Cybercrime: arrests, backdoors, and new campaigns

Oleksii Oleksiyovych Lytvynenko, a 43-year-old Ukrainian citizen suspected of being a member of the Conti ransomware operation, was extradited from Ireland to the United States, where he faces up to 25 years in prison. Russian authorities arrested three individuals in Moscow believed to be the developers and operators of Meduza Stealer, a sophisticated Malware-as-a-Service (MaaS) designed for information theft. The same criminal group is thought to operate another MaaS known as Aurora Stealer. Investigators also discovered that the three had developed and distributed a botnet capable of disabling security protections on target systems.

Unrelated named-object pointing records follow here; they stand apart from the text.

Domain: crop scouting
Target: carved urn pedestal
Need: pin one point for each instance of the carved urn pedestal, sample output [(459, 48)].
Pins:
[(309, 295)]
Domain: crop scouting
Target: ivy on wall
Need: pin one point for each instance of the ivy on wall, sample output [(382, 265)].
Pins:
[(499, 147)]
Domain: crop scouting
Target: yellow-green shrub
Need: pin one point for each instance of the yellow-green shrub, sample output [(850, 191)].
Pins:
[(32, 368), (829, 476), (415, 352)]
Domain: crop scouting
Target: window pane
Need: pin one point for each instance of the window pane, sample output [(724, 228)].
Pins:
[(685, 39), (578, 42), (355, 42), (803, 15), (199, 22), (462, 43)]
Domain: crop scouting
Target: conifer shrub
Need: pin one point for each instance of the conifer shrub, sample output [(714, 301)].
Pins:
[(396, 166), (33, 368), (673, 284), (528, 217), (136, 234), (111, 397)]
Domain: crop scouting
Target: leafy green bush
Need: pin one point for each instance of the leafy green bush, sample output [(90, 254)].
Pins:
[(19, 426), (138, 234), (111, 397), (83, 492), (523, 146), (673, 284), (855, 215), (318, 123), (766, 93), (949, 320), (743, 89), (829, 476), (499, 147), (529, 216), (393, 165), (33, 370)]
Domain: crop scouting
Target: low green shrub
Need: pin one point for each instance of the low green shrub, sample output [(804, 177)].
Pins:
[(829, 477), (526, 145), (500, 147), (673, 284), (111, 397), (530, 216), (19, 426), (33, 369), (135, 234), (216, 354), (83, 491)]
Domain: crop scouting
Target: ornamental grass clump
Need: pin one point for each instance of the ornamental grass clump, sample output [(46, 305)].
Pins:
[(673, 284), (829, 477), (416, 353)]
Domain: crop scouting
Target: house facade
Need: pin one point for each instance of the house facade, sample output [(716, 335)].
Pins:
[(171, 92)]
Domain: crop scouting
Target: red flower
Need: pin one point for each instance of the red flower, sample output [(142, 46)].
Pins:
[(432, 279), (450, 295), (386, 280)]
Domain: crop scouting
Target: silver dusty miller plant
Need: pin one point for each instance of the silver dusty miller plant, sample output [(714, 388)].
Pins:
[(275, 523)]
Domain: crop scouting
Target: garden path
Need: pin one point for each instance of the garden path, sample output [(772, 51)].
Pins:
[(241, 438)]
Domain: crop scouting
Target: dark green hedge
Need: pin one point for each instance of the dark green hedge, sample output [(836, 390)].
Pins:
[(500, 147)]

Security researchers identified a previously unseen backdoor called SesameOp, used in a July 2025 incident, which employs the OpenAI Assistants API as its command-and-control (C2) channel. The threat abuses legitimate service functions to send and receive instructions without exploiting any vulnerability. Microsoft and OpenAI disabled the API key involved and confirmed that no interactions occurred beyond those specific calls. In North America, researchers observed a series of intrusions targeting road transport and logistics companies, delivered via malicious emails and links distributing remote monitoring and management (RMM) tools—including ScreenConnect, SimpleHelp, PDQ Connect, Fleetdeck, N-able, and LogMeIn Resolve—allowing attackers to hijack freight and steal physical goods. Specifically, the cluster used three tactics to distribute RMM tools: compromising load boards, hijacking email threads, and direct targeting via email campaigns. Based on the observed activity, the group does not appear to target specific companies but rather acts opportunistically, affecting both small family-run businesses and large transport organizations. It is suspected that the cluster collaborates with organized crime groups, with the stolen goods later resold online or shipped abroad.